Gender (im)balance in Parliament: time and day patterns

Wow. That’s a pattern I didn’t expect—there’s a spike at 2:00PM from Monday-Thursday, but not Friday. Weird. That cyclical activity pattern we noted before probably explains some of this. There’s some information on this in the dataset (under the original heading h1_en), but it’s not very consistent (different capitalization, spelling, naming conventions).

So let’s do some googling to find Parliament’s daily order of business. Mon-Thurs at 2:00PM (and Friday at 11:00AM) is time for “Statements from Members”! That’s where all the spikes are! Which means women are speaking at the time each member can get exactly one minute to speak on any topic. It’s also relatively high at 2:30 (same days), which is Question Period! They’re talking and asking questions at the times they are allowed to do so. But they’re not speaking during regular government business.

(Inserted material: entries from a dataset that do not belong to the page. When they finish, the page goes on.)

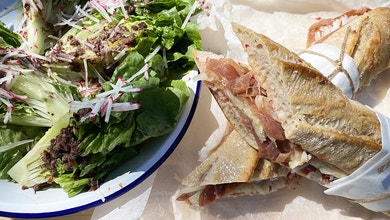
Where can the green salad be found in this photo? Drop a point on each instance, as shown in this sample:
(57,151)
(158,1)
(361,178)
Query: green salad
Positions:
(84,83)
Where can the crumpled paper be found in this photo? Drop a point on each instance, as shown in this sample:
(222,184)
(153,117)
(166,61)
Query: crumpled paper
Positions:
(286,22)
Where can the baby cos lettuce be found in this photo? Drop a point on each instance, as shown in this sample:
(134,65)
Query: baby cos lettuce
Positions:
(97,143)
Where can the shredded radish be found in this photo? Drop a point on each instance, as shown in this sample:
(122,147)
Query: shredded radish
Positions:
(86,76)
(141,71)
(98,6)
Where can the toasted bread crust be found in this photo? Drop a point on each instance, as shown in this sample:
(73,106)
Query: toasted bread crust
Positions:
(367,41)
(314,113)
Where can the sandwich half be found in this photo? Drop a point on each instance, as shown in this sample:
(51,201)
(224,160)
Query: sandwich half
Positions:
(289,112)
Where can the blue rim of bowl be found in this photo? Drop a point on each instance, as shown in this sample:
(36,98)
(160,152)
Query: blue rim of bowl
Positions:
(126,188)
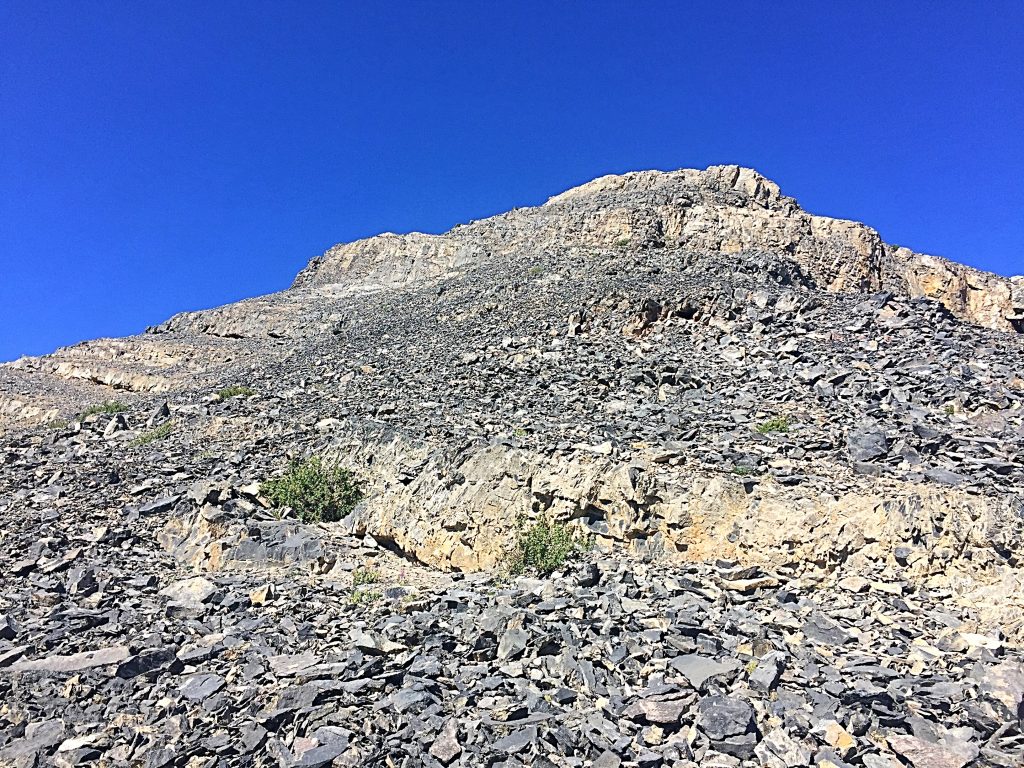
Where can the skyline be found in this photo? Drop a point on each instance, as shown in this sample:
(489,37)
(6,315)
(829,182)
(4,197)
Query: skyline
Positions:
(174,159)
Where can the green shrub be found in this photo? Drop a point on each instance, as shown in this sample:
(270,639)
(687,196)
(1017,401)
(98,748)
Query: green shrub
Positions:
(155,434)
(111,407)
(316,491)
(777,424)
(543,547)
(363,577)
(237,390)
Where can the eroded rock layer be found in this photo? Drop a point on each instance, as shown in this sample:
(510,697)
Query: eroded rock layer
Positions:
(798,453)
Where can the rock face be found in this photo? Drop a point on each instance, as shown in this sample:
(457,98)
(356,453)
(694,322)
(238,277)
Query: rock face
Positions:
(798,453)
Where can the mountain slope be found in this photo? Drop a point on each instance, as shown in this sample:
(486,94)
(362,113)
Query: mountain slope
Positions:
(794,448)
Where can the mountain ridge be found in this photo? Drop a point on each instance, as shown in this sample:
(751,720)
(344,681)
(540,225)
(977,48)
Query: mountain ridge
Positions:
(801,486)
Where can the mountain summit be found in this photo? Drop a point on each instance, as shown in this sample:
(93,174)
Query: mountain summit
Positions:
(786,457)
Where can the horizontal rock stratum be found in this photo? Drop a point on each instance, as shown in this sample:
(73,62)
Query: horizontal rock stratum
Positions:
(797,451)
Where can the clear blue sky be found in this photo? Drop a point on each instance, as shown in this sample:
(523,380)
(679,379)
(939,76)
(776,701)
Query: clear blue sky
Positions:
(162,157)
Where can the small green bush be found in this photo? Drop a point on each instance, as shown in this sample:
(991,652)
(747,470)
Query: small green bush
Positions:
(543,547)
(363,577)
(155,434)
(237,390)
(111,407)
(315,489)
(777,424)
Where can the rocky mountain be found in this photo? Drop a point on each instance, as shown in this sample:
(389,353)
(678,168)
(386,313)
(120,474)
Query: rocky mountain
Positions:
(797,452)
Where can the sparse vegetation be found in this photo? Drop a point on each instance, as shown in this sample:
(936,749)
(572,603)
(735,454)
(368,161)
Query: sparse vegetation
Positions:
(776,424)
(543,547)
(155,434)
(363,577)
(111,407)
(315,489)
(237,390)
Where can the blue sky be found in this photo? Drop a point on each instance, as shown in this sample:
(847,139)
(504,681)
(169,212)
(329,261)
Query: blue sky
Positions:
(163,157)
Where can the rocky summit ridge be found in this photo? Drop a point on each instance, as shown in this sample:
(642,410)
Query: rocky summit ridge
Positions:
(798,453)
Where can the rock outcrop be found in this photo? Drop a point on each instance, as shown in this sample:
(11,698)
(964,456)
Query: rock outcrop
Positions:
(797,452)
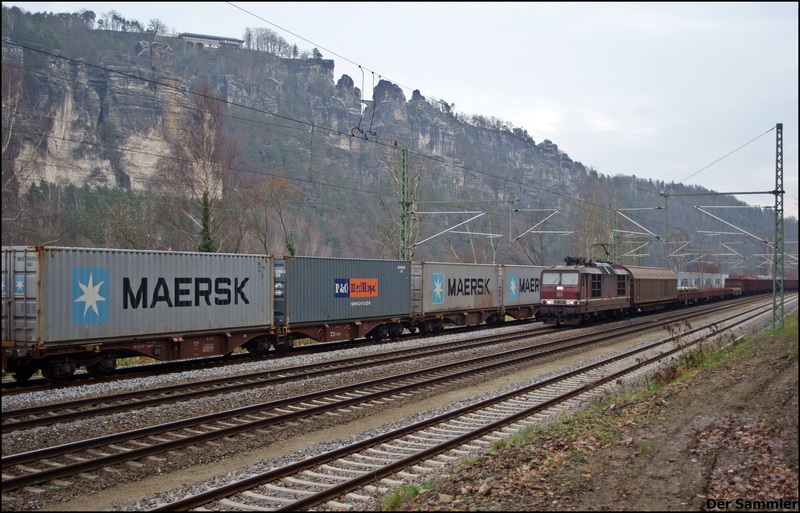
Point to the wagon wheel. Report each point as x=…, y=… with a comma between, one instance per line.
x=103, y=368
x=284, y=346
x=24, y=374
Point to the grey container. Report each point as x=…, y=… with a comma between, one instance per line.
x=439, y=287
x=522, y=285
x=81, y=295
x=340, y=289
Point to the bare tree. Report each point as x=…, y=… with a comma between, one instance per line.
x=390, y=226
x=193, y=181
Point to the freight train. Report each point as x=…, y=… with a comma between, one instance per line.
x=66, y=308
x=583, y=292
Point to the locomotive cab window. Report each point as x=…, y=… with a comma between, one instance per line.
x=559, y=280
x=597, y=285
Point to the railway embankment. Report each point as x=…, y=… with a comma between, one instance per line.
x=717, y=433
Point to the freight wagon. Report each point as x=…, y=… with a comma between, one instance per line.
x=65, y=308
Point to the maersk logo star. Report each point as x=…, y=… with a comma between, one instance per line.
x=437, y=288
x=512, y=286
x=90, y=293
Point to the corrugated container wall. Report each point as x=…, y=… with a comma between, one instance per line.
x=522, y=284
x=338, y=289
x=447, y=287
x=83, y=294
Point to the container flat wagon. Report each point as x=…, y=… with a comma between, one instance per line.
x=64, y=308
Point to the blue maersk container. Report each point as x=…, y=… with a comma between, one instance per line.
x=59, y=295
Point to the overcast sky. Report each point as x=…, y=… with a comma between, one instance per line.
x=680, y=92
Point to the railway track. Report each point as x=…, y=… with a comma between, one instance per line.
x=262, y=420
x=357, y=472
x=47, y=414
x=12, y=387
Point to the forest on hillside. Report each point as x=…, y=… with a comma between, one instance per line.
x=296, y=169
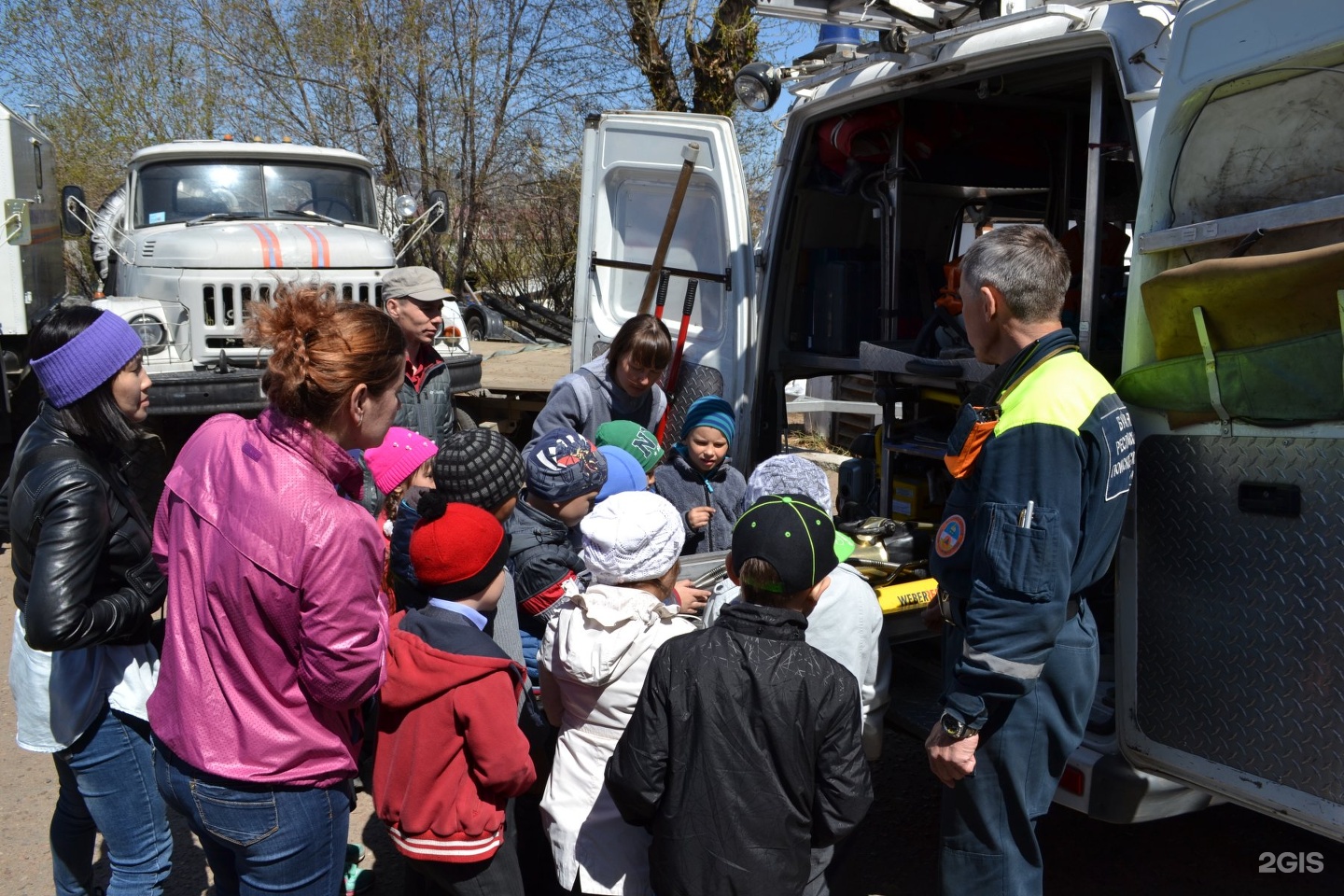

Let’s save that data as a csv file, read it in and join it to the data.

Wow—Statements by Members is constant (matching the relative number of female MPs), but the % of words spoken by women has during routine business has doubled over time! Let’s take a look at the deeper categories of business:

% female words
Session Type 1994 2017
Adjournment Proceedings 16.72% 25.88%
Government Orders 17.07% 26.85%
Oral Questions 14.59% 29.60%
Private Members’ Business 20.02% 24.67%
Review of Delegated Legislation 0% 21.09%
Statements by Members 23.57% 25.16%

Dang. Alright. The ratio of female speakers in parliament doubles at times off of regular government business—suggesting they are not involved in the actual running of the government (from this data, we can’t tell whether that’s by choice of the individuals or by design of those in power; you be the judge). Then they jump up when they can (‘statements by members’, ‘oral questions’ and ‘adjournment proceedings’ are all made up on short one minute statements and question period).

That’s it. Parliament’s gender power imbalance is still poor, but has improved over time:

  1. Women make up 20-25% of Parliament
  2. Number of words spoken by women increases from 1994–2017 from 15% to 28%
  3. Increase mainly comes from doubling involvement in routine government business

And that’s before we get to the words! Who knows what these people are actually saying? tidytext does! And after writing this, I found out about Linked Parliamentary Data Project (LiPaD) at the University of Toronto, an even larger historical digital source of Canadian Hansards. Who knows what we can come up with!